The Disney franchise may seem like a weird place for an adult such as myself to look for life advice but what can I say? It seems to be working thus far and this past week no words rang truer than those of Disney’s Cruella de Vil in 101 dalmatians.
“More good women have been lost to marriage than to war, famine, disease and disaster”. And while the fictional Ms De Vil may have been referring to something else entirely, today in the middle of the Covid-19 crisis having a husband or intimate partner may very well kill you. Now I hate to be the harbinger of doom but now more than ever having close relations with men is ill-advised. When Covid-19 first became a part of our reality the statistics showed that it affected and killed more men than women.
Perhaps it is in their biological make up or perhaps it is because men have been lax in adhering to Covid-19 regulations, not just lax but downright foolish if I am to be honest. In the past week I have personally seen more groups of men than I care to count, well I was counting but I got tired, huddled together sharing a cigarette! Yes, from one mouth to the other in a time when just breathing someone else’s air is life-threatening. The habit of sharing is not limited to just cigarettes, it includes bottles of beers as well.
At first, I thought, oh well if they want to kill themselves who am I to worry but unfortunately these men go home to their wives, children, parents and colleagues and pass the virus to them. One person’s stupidity can very well wipe off a whole family but in the street corners of our villages there they are. Nonchalantly sharing a smoke. Truly, it baffles the mind.
Now you may wonder what this has to do with marriage and the fact is while other members of the household, co-workers and the general public may be able to avoid infection by masking and social distancing from Thabo and his cigarette sharing habits, the same cannot be said for his wife. No amount of Covid-19 fears will make a married couple wear masks to bed or cease to engage in sexual relations and so if your husband was at the street corner sharing cigarettes you too certainly have shared that cigarette as well.
The phenomenon of husbands aiding, and abetting pandemics is not new. When the HIV pandemic first hit in villages those more affected were married women, and that is because while it is easy for singletons to negotiate condom use the same did not easily happen inside the sanctity of marriages. Husbands came from the mines of South Africa with the disease gotten from I dare not mention where and came home to infect their unsuspecting wives and the chain of infection grew from there.
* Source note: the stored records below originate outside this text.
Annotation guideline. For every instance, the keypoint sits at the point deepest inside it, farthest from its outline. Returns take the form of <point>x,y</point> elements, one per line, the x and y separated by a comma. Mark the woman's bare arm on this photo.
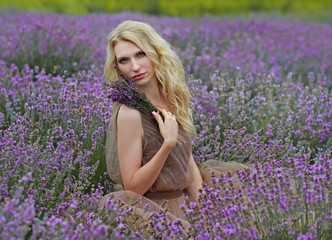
<point>135,177</point>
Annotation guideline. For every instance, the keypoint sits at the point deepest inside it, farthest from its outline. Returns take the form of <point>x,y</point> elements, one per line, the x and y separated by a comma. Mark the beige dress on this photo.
<point>175,177</point>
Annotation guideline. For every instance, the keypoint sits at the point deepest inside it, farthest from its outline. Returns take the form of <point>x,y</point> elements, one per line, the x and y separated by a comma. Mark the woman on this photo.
<point>145,159</point>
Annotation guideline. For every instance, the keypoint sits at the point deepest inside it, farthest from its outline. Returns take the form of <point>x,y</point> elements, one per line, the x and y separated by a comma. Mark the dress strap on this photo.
<point>163,195</point>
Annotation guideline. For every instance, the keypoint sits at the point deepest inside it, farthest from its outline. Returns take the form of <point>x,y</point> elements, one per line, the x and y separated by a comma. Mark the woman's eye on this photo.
<point>141,54</point>
<point>122,60</point>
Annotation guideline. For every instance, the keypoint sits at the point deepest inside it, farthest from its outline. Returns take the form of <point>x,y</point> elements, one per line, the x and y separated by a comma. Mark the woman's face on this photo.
<point>133,62</point>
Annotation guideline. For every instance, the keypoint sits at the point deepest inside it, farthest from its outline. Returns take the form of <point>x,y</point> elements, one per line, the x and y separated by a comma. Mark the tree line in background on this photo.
<point>184,8</point>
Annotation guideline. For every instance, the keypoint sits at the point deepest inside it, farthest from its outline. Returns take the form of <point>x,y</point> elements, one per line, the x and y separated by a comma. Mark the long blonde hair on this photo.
<point>168,67</point>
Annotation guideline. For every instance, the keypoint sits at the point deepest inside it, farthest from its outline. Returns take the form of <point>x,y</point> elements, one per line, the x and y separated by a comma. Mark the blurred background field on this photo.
<point>259,73</point>
<point>319,9</point>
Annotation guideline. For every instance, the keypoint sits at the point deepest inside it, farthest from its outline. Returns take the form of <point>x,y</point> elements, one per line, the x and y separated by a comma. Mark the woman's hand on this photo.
<point>168,128</point>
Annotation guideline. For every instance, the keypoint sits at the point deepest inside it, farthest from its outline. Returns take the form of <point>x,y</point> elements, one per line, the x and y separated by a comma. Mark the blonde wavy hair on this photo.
<point>168,67</point>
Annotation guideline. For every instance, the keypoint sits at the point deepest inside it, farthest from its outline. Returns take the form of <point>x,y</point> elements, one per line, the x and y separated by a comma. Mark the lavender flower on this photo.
<point>124,91</point>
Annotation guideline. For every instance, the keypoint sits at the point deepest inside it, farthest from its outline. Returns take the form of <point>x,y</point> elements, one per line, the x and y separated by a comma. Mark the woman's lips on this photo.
<point>138,76</point>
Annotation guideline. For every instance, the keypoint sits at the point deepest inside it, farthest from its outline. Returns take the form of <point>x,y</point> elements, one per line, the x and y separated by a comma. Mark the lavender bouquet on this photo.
<point>124,91</point>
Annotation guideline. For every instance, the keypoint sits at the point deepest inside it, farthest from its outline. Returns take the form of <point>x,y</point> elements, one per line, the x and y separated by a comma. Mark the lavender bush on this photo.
<point>261,94</point>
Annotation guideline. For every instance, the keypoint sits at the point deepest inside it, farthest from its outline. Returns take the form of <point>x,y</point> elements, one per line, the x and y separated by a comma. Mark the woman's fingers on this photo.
<point>166,113</point>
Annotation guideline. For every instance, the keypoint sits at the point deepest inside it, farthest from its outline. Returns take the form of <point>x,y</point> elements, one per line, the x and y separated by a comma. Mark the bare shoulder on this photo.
<point>130,116</point>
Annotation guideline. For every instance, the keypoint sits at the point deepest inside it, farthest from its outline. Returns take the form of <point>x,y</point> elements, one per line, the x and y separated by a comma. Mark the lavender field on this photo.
<point>261,94</point>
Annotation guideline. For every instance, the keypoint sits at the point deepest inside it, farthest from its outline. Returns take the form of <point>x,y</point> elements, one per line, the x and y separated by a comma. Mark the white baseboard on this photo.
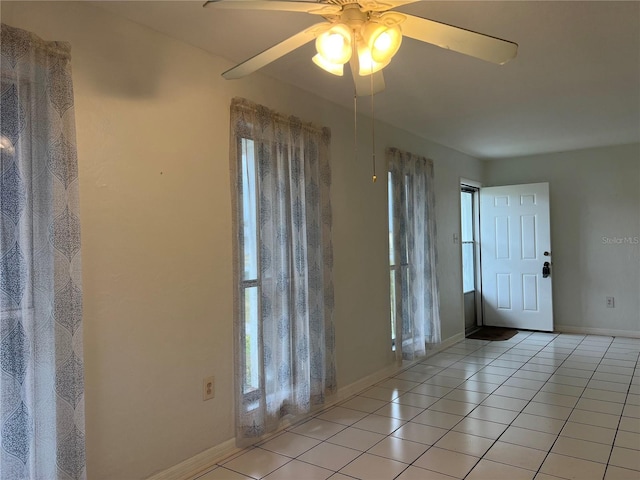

It appears we have learned nothing from history and are cursed to repeat it. The power dynamics that prevented women from insisting on protection then are the same that are preventing them from demanding compliance from their husbands today and so married women are once again bearing the brunt of their spouses’ carelessness.
Stupidity aside, perhaps the high rate of infection amongst men also comes back to our socialisation as a people. We expect men to be brave and we encourage bravery that leads to recklessness. It is this culture of brave recklessness that is leading to men fast becoming an endangered species.
Another factor is that we live in a society where men are expected to provide and even during a nation-wide lockdown when many are out of jobs the expectation is for the man of the house to go out and get an income by any means necessary, this of course means that men are at a greater risk of infection.
The same is true for men who are still at work, a largely male workforce means that men are more likely to come across infected people and even the type of work that men traditionally perform especially across the lower end of the economic spectrum offers less chances of social distancing, that coupled with a history of smoking means men are easily infected and thus more likely to infect their families.
Is the solution to banish all men to the outskirts of society like the lepers of old? Are wives to move from the marital bed and cease all conjugal relations till the end of the pandemic? Lol, No. Now while I like to blame men for societal ills as much as the next member of the “Men are trash” brigade, the truth is that women and society play a part in this matter.
It is all very well and good to lay the blame at the next person’s feet but ultimately everyone is responsible for their health and women cannot meekly wait for death without taking up arms.
The time has come for women to stop hiding behind a culture of silence and take to educating and communicating with their spouses and sons as to the severity of the consequences that can be brought about by something as seemingly inconsequential as sharing a smoke with friends.
The same goes for the rest of society and for the men themselves, habits need to change, and we must all play a part in forming a culture of new habits. From women having more of a voice in the comings and goings of their households to the practice of sharing quarts and cigarettes being a thing of old and all the little gendered societal norms that are currently putting men at the top of the risk bracket.
The truth is to fight this pandemic we do not only need to look at things from a health perspective but from a social one as well lest we look back years from now and count the corpses by the hundreds of thousands.